Fernando Haddad ha visitato in prigione l’ex Presidente Lula da Silva, condannato a 12 anni per corruzione e riciclaggio nella causa Lava Jato. Dopo l’incontro, Haddad ha insistito sulla necessità di “unire tutte le forze democratiche” per sconfiggere Bolsonaro, a partire dal laburista Ciro Gomes, dal dirigente sociale dei senza tetto, Guilherme Boulos e da alcuni governatori regionali del PSB (Partito Socialista Brasiliano). C’è da segnalare l’enorme mobilitazione in Brasile ed internazionale delle donne, che all’insegna del “Ele não” (Lui no) hanno realizzato una enorme mobilitazione contro Bolsonaro.
Le principali centrali sindacali sosterranno Haddad, dato che Bolsonaro rappresenta la continuazione degli effetti negativi della “riforma” del lavoro e della persecuzione nei confronti del movimento sindacale. Al primo turno, CUT e CTB hanno già appoggiato Haddad, mentre i leader di Força Sindical, UGT, CSB e Nova Central erano per lo più con Ciro Gomes (PDT). Sul versante internazionale, esulta la destra continentale che si rafforza. Un governo di estrema destra (violentemente anti-Venezuela, Cuba, Bolivia e anti-tutto ciò che odori lontanamente a “socialismo”) potrebbe dare il colpo di grazia all’integrazione regionale non subordinata ai voleri di Whashington, così come all’’alleanza multi-polare dei Paesi BRICS (Brasile, Russia, India, Cina, Sud Africa), contrappeso all’unilateralismo statunitense.
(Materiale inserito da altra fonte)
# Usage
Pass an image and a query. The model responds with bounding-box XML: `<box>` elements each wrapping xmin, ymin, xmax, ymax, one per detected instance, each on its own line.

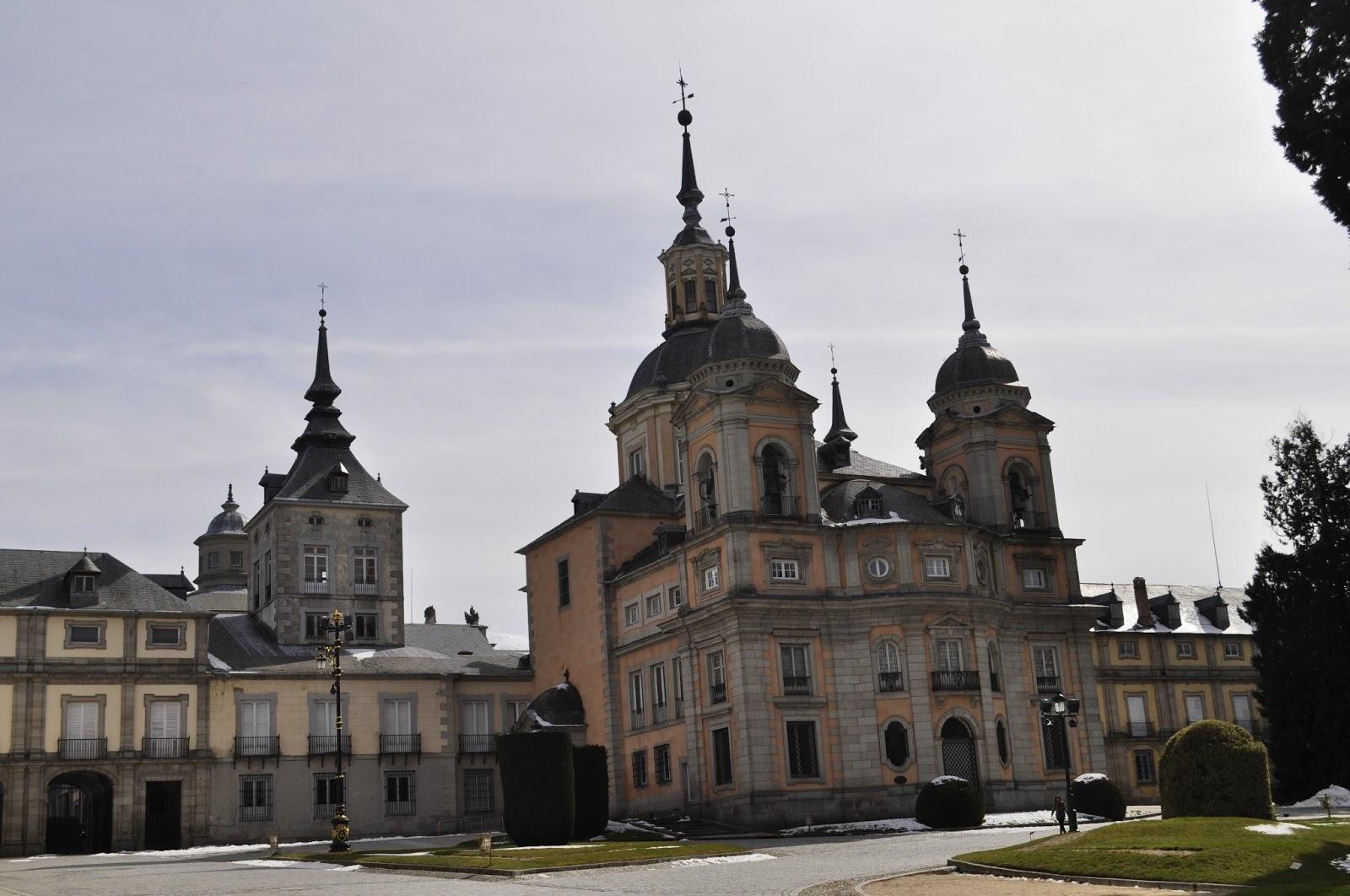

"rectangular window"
<box><xmin>652</xmin><ymin>743</ymin><xmax>671</xmax><ymax>784</ymax></box>
<box><xmin>464</xmin><ymin>768</ymin><xmax>493</xmax><ymax>812</ymax></box>
<box><xmin>779</xmin><ymin>644</ymin><xmax>812</xmax><ymax>696</ymax></box>
<box><xmin>315</xmin><ymin>772</ymin><xmax>342</xmax><ymax>818</ymax></box>
<box><xmin>787</xmin><ymin>722</ymin><xmax>821</xmax><ymax>779</ymax></box>
<box><xmin>385</xmin><ymin>772</ymin><xmax>417</xmax><ymax>815</ymax></box>
<box><xmin>351</xmin><ymin>548</ymin><xmax>380</xmax><ymax>594</ymax></box>
<box><xmin>239</xmin><ymin>775</ymin><xmax>272</xmax><ymax>822</ymax></box>
<box><xmin>633</xmin><ymin>750</ymin><xmax>646</xmax><ymax>786</ymax></box>
<box><xmin>707</xmin><ymin>650</ymin><xmax>726</xmax><ymax>703</ymax></box>
<box><xmin>923</xmin><ymin>556</ymin><xmax>952</xmax><ymax>579</ymax></box>
<box><xmin>1134</xmin><ymin>750</ymin><xmax>1157</xmax><ymax>784</ymax></box>
<box><xmin>713</xmin><ymin>729</ymin><xmax>732</xmax><ymax>786</ymax></box>
<box><xmin>351</xmin><ymin>613</ymin><xmax>380</xmax><ymax>641</ymax></box>
<box><xmin>305</xmin><ymin>544</ymin><xmax>328</xmax><ymax>592</ymax></box>
<box><xmin>558</xmin><ymin>558</ymin><xmax>572</xmax><ymax>607</ymax></box>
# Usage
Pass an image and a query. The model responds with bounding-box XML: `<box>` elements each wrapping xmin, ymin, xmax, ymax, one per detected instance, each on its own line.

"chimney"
<box><xmin>1134</xmin><ymin>576</ymin><xmax>1153</xmax><ymax>629</ymax></box>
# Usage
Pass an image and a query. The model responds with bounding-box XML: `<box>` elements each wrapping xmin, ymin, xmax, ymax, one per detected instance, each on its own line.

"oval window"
<box><xmin>886</xmin><ymin>722</ymin><xmax>910</xmax><ymax>768</ymax></box>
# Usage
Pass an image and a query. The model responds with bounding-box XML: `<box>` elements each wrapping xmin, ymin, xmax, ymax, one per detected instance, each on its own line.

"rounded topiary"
<box><xmin>1073</xmin><ymin>773</ymin><xmax>1125</xmax><ymax>822</ymax></box>
<box><xmin>497</xmin><ymin>731</ymin><xmax>576</xmax><ymax>846</ymax></box>
<box><xmin>1158</xmin><ymin>719</ymin><xmax>1274</xmax><ymax>818</ymax></box>
<box><xmin>572</xmin><ymin>743</ymin><xmax>609</xmax><ymax>839</ymax></box>
<box><xmin>914</xmin><ymin>775</ymin><xmax>984</xmax><ymax>827</ymax></box>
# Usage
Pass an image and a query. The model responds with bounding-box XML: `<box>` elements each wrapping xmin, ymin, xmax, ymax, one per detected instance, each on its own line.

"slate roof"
<box><xmin>208</xmin><ymin>614</ymin><xmax>531</xmax><ymax>677</ymax></box>
<box><xmin>0</xmin><ymin>548</ymin><xmax>191</xmax><ymax>613</ymax></box>
<box><xmin>1082</xmin><ymin>580</ymin><xmax>1251</xmax><ymax>634</ymax></box>
<box><xmin>821</xmin><ymin>479</ymin><xmax>954</xmax><ymax>525</ymax></box>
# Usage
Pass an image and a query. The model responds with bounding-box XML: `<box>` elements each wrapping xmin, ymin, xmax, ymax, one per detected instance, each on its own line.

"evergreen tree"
<box><xmin>1242</xmin><ymin>418</ymin><xmax>1350</xmax><ymax>803</ymax></box>
<box><xmin>1256</xmin><ymin>0</ymin><xmax>1350</xmax><ymax>235</ymax></box>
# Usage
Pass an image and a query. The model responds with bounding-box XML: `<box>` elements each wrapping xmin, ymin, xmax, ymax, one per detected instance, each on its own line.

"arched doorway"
<box><xmin>47</xmin><ymin>772</ymin><xmax>112</xmax><ymax>854</ymax></box>
<box><xmin>942</xmin><ymin>716</ymin><xmax>980</xmax><ymax>784</ymax></box>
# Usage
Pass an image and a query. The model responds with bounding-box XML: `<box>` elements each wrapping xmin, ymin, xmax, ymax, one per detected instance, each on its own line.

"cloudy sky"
<box><xmin>0</xmin><ymin>0</ymin><xmax>1350</xmax><ymax>633</ymax></box>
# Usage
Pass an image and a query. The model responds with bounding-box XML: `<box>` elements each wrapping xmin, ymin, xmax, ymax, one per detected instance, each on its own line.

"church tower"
<box><xmin>245</xmin><ymin>310</ymin><xmax>408</xmax><ymax>646</ymax></box>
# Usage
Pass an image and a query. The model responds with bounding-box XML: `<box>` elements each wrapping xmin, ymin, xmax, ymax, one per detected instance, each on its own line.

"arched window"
<box><xmin>884</xmin><ymin>722</ymin><xmax>910</xmax><ymax>768</ymax></box>
<box><xmin>876</xmin><ymin>641</ymin><xmax>904</xmax><ymax>692</ymax></box>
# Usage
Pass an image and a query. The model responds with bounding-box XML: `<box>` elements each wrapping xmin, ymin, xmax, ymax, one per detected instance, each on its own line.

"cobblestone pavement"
<box><xmin>0</xmin><ymin>827</ymin><xmax>1080</xmax><ymax>896</ymax></box>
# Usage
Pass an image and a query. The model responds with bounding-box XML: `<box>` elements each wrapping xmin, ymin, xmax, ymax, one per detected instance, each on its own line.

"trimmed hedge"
<box><xmin>914</xmin><ymin>775</ymin><xmax>984</xmax><ymax>827</ymax></box>
<box><xmin>1072</xmin><ymin>777</ymin><xmax>1125</xmax><ymax>822</ymax></box>
<box><xmin>497</xmin><ymin>731</ymin><xmax>576</xmax><ymax>846</ymax></box>
<box><xmin>572</xmin><ymin>743</ymin><xmax>609</xmax><ymax>839</ymax></box>
<box><xmin>1158</xmin><ymin>719</ymin><xmax>1274</xmax><ymax>818</ymax></box>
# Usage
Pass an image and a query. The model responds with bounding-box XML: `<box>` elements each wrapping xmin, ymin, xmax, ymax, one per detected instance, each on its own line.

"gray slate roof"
<box><xmin>0</xmin><ymin>548</ymin><xmax>189</xmax><ymax>613</ymax></box>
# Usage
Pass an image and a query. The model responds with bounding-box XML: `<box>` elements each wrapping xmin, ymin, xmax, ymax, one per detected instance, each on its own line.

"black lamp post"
<box><xmin>319</xmin><ymin>610</ymin><xmax>351</xmax><ymax>853</ymax></box>
<box><xmin>1041</xmin><ymin>694</ymin><xmax>1082</xmax><ymax>831</ymax></box>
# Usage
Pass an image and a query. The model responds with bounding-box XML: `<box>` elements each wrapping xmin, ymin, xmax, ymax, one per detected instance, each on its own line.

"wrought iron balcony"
<box><xmin>140</xmin><ymin>737</ymin><xmax>187</xmax><ymax>759</ymax></box>
<box><xmin>57</xmin><ymin>737</ymin><xmax>108</xmax><ymax>759</ymax></box>
<box><xmin>933</xmin><ymin>669</ymin><xmax>980</xmax><ymax>691</ymax></box>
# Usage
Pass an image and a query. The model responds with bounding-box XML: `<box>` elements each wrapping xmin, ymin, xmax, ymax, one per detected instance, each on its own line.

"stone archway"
<box><xmin>941</xmin><ymin>715</ymin><xmax>980</xmax><ymax>784</ymax></box>
<box><xmin>46</xmin><ymin>772</ymin><xmax>112</xmax><ymax>854</ymax></box>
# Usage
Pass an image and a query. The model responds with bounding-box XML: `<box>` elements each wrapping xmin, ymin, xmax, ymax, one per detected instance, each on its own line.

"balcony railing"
<box><xmin>380</xmin><ymin>734</ymin><xmax>421</xmax><ymax>756</ymax></box>
<box><xmin>235</xmin><ymin>734</ymin><xmax>281</xmax><ymax>757</ymax></box>
<box><xmin>933</xmin><ymin>669</ymin><xmax>980</xmax><ymax>691</ymax></box>
<box><xmin>57</xmin><ymin>737</ymin><xmax>108</xmax><ymax>759</ymax></box>
<box><xmin>140</xmin><ymin>737</ymin><xmax>187</xmax><ymax>759</ymax></box>
<box><xmin>459</xmin><ymin>734</ymin><xmax>497</xmax><ymax>753</ymax></box>
<box><xmin>309</xmin><ymin>734</ymin><xmax>351</xmax><ymax>756</ymax></box>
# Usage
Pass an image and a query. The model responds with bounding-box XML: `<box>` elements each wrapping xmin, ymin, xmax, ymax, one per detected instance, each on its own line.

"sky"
<box><xmin>0</xmin><ymin>0</ymin><xmax>1350</xmax><ymax>645</ymax></box>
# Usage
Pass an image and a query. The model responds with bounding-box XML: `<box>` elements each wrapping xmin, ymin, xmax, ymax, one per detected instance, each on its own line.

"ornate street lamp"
<box><xmin>1041</xmin><ymin>694</ymin><xmax>1082</xmax><ymax>831</ymax></box>
<box><xmin>317</xmin><ymin>610</ymin><xmax>351</xmax><ymax>853</ymax></box>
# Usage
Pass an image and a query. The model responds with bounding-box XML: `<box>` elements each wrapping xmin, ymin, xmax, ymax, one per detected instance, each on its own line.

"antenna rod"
<box><xmin>1204</xmin><ymin>479</ymin><xmax>1223</xmax><ymax>588</ymax></box>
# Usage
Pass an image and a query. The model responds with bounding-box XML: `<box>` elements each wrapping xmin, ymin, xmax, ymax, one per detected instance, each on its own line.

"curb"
<box><xmin>947</xmin><ymin>858</ymin><xmax>1250</xmax><ymax>893</ymax></box>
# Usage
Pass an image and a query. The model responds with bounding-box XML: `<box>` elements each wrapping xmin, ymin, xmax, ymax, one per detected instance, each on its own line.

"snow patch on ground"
<box><xmin>1293</xmin><ymin>784</ymin><xmax>1350</xmax><ymax>808</ymax></box>
<box><xmin>671</xmin><ymin>853</ymin><xmax>776</xmax><ymax>867</ymax></box>
<box><xmin>1246</xmin><ymin>822</ymin><xmax>1312</xmax><ymax>837</ymax></box>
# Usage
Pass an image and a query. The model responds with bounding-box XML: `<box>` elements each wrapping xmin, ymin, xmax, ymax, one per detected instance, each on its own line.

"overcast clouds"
<box><xmin>0</xmin><ymin>0</ymin><xmax>1350</xmax><ymax>633</ymax></box>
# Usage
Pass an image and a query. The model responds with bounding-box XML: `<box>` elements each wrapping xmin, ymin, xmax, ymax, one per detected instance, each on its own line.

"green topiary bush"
<box><xmin>1073</xmin><ymin>775</ymin><xmax>1125</xmax><ymax>822</ymax></box>
<box><xmin>1158</xmin><ymin>719</ymin><xmax>1274</xmax><ymax>818</ymax></box>
<box><xmin>497</xmin><ymin>731</ymin><xmax>576</xmax><ymax>846</ymax></box>
<box><xmin>572</xmin><ymin>743</ymin><xmax>609</xmax><ymax>839</ymax></box>
<box><xmin>914</xmin><ymin>775</ymin><xmax>984</xmax><ymax>827</ymax></box>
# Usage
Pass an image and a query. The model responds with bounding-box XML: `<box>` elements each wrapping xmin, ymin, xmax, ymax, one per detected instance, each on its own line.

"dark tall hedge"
<box><xmin>1073</xmin><ymin>777</ymin><xmax>1125</xmax><ymax>822</ymax></box>
<box><xmin>497</xmin><ymin>731</ymin><xmax>575</xmax><ymax>846</ymax></box>
<box><xmin>914</xmin><ymin>776</ymin><xmax>984</xmax><ymax>827</ymax></box>
<box><xmin>572</xmin><ymin>743</ymin><xmax>609</xmax><ymax>839</ymax></box>
<box><xmin>1158</xmin><ymin>719</ymin><xmax>1274</xmax><ymax>818</ymax></box>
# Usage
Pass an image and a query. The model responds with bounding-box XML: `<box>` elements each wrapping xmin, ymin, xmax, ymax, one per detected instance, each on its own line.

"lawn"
<box><xmin>957</xmin><ymin>817</ymin><xmax>1350</xmax><ymax>893</ymax></box>
<box><xmin>275</xmin><ymin>840</ymin><xmax>747</xmax><ymax>874</ymax></box>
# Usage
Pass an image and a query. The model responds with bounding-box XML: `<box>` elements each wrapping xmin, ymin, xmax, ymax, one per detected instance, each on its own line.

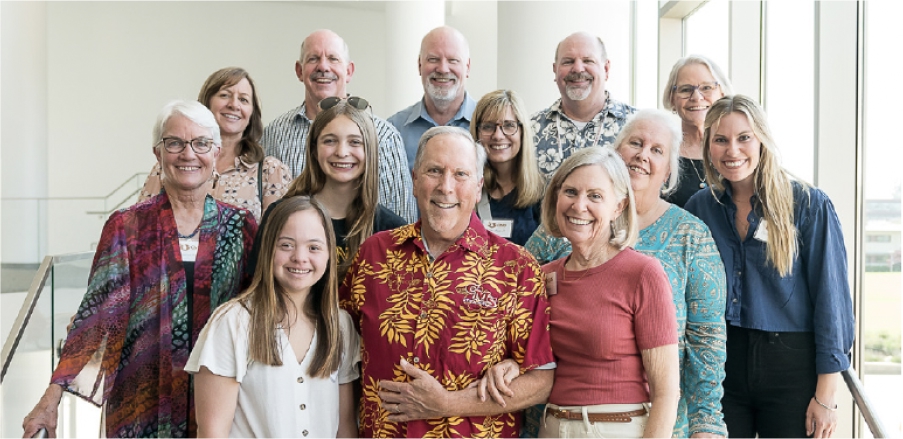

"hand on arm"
<box><xmin>806</xmin><ymin>373</ymin><xmax>840</xmax><ymax>439</ymax></box>
<box><xmin>22</xmin><ymin>384</ymin><xmax>63</xmax><ymax>437</ymax></box>
<box><xmin>379</xmin><ymin>360</ymin><xmax>555</xmax><ymax>422</ymax></box>
<box><xmin>194</xmin><ymin>366</ymin><xmax>239</xmax><ymax>437</ymax></box>
<box><xmin>471</xmin><ymin>358</ymin><xmax>520</xmax><ymax>407</ymax></box>
<box><xmin>641</xmin><ymin>344</ymin><xmax>680</xmax><ymax>437</ymax></box>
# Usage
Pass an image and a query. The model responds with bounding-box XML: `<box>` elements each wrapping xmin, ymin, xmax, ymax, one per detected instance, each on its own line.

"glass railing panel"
<box><xmin>0</xmin><ymin>262</ymin><xmax>54</xmax><ymax>437</ymax></box>
<box><xmin>52</xmin><ymin>254</ymin><xmax>100</xmax><ymax>438</ymax></box>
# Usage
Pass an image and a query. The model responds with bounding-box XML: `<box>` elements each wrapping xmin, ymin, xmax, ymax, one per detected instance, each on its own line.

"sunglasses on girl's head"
<box><xmin>318</xmin><ymin>96</ymin><xmax>370</xmax><ymax>110</ymax></box>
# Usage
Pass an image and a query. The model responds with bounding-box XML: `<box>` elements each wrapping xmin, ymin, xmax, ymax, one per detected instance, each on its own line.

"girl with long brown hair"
<box><xmin>185</xmin><ymin>196</ymin><xmax>360</xmax><ymax>437</ymax></box>
<box><xmin>686</xmin><ymin>95</ymin><xmax>853</xmax><ymax>438</ymax></box>
<box><xmin>251</xmin><ymin>96</ymin><xmax>407</xmax><ymax>281</ymax></box>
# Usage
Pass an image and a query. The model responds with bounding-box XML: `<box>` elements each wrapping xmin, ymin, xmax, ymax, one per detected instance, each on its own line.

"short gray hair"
<box><xmin>542</xmin><ymin>146</ymin><xmax>640</xmax><ymax>250</ymax></box>
<box><xmin>411</xmin><ymin>125</ymin><xmax>486</xmax><ymax>179</ymax></box>
<box><xmin>662</xmin><ymin>55</ymin><xmax>734</xmax><ymax>111</ymax></box>
<box><xmin>614</xmin><ymin>108</ymin><xmax>683</xmax><ymax>195</ymax></box>
<box><xmin>153</xmin><ymin>100</ymin><xmax>222</xmax><ymax>146</ymax></box>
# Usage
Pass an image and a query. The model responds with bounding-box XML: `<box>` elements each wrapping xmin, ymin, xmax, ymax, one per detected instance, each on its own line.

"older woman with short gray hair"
<box><xmin>23</xmin><ymin>101</ymin><xmax>257</xmax><ymax>437</ymax></box>
<box><xmin>526</xmin><ymin>110</ymin><xmax>727</xmax><ymax>437</ymax></box>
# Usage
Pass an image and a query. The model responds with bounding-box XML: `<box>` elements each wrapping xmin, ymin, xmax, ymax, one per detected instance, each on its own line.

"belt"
<box><xmin>548</xmin><ymin>407</ymin><xmax>646</xmax><ymax>423</ymax></box>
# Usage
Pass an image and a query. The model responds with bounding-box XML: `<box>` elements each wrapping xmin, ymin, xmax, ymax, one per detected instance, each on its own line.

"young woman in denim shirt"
<box><xmin>685</xmin><ymin>95</ymin><xmax>853</xmax><ymax>438</ymax></box>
La vittoria di Bolsonaro è un pericolo che non va sottovalutato ed esige l’unità delle forze democratiche ed una mobilitazione popolare su obiettivi chiari per impedire l’avanzata del fascismo e riprendere ed approfondire il cammino iniziato nel 2002 con la prima vittoria di Lula. I 17 punti di differenza tra Bolsonaro e Haddad sono molti e significano 18 milioni di voti. Sembra difficile che Bolsonaro riesca a crescere con l’intensità del primo turno e in questi giorni cerca di comprare l’appoggio di deputati eletti nella miriade di piccoli partiti di “centro”. Dal canto suo Haddad deve trovare consensi tra i 50 milioni che non lo hanno votato, che hanno votato in bianco o nullo o che si sono astenuti.
Un compito difficile, tutto in salita, ma non del tutto impossibile.